First, the companies are hiring a lot of young people. This is good news, but I am not sure we are hiring enough to meet our future needs. As I discussed in this column a couple of months ago, our future production will become more difficult and will require more efforts. More human brainpower will be definitively needed, and our industry may become slightly more staff intensive, which is a reversal from the historic trend. In addition, many of our activities will have more important technology and science components. Examples of such activities are seismic processing and interpretation, with more subtle traps and more difficult subsalt plays; EOR, with the need for advanced interface science for chemical flooding; and production operations, with difficult flow assurance issues in deepwater fields.
This means that we will need a more diverse staff—people with broad abilities who are able, for example, to manage a development project some day. This is the traditional petroleum engineer profile. But we also will need people with a focused, in-depth competence to address the type of issues I mention above, and which are relatively new in our industry.

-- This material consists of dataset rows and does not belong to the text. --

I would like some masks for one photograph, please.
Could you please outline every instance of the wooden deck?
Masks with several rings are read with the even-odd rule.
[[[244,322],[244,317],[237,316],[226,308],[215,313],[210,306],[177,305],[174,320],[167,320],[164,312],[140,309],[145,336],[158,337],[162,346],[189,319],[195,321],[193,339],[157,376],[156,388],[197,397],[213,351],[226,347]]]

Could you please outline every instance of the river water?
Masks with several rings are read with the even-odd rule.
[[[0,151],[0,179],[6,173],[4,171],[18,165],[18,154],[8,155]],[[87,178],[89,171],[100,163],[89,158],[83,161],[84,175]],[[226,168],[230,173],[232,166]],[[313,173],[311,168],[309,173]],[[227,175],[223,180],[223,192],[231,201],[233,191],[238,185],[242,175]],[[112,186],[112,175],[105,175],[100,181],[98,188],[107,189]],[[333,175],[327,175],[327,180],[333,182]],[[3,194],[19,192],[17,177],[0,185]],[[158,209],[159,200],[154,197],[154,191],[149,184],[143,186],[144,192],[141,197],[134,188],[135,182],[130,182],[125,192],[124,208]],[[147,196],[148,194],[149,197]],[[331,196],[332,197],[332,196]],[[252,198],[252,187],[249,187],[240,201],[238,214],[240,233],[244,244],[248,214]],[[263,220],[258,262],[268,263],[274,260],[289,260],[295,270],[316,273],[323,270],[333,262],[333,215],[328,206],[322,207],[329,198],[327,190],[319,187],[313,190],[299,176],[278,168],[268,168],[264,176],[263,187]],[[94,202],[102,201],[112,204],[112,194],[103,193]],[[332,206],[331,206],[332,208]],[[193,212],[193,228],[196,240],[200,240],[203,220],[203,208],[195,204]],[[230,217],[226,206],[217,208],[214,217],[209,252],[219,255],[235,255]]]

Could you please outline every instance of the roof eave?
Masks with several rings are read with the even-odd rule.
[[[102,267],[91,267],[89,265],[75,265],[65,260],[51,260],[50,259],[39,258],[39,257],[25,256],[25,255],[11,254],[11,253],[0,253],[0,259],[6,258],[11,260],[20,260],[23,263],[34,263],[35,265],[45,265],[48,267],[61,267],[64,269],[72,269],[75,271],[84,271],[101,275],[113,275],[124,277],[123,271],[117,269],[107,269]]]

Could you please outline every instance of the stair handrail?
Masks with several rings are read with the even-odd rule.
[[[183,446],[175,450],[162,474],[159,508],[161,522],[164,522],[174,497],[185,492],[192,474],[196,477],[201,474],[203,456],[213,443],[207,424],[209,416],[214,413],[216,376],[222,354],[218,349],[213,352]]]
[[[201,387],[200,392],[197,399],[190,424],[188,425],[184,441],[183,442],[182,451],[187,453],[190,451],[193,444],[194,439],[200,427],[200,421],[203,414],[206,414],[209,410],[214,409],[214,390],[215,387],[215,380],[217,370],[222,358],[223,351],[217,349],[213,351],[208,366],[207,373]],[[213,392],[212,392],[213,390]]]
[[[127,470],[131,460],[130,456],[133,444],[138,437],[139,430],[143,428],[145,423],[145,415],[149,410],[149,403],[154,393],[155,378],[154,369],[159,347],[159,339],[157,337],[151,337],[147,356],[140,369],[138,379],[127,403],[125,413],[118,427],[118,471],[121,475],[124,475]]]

So the new generation will be there for us to access. What about issues related to the loss of many experienced people? I remember having read a column in JPT where a very interesting observation was made: If we look at the global drilling activity in the past 20 years, we can clearly see a correlation between nonproductive time (NPT) and years of experience (average) of the drilling crews; staff with less experience makes more mistakes and loses more time. That is not a big surprise—after all, it is well known that making mistakes helps to build experience. This type of observation is reported only for drilling, because NPT is carefully measured and monitored only for drilling activities. The story no doubt is the same for all our activities, from geosciences to production operations; it just is not measured.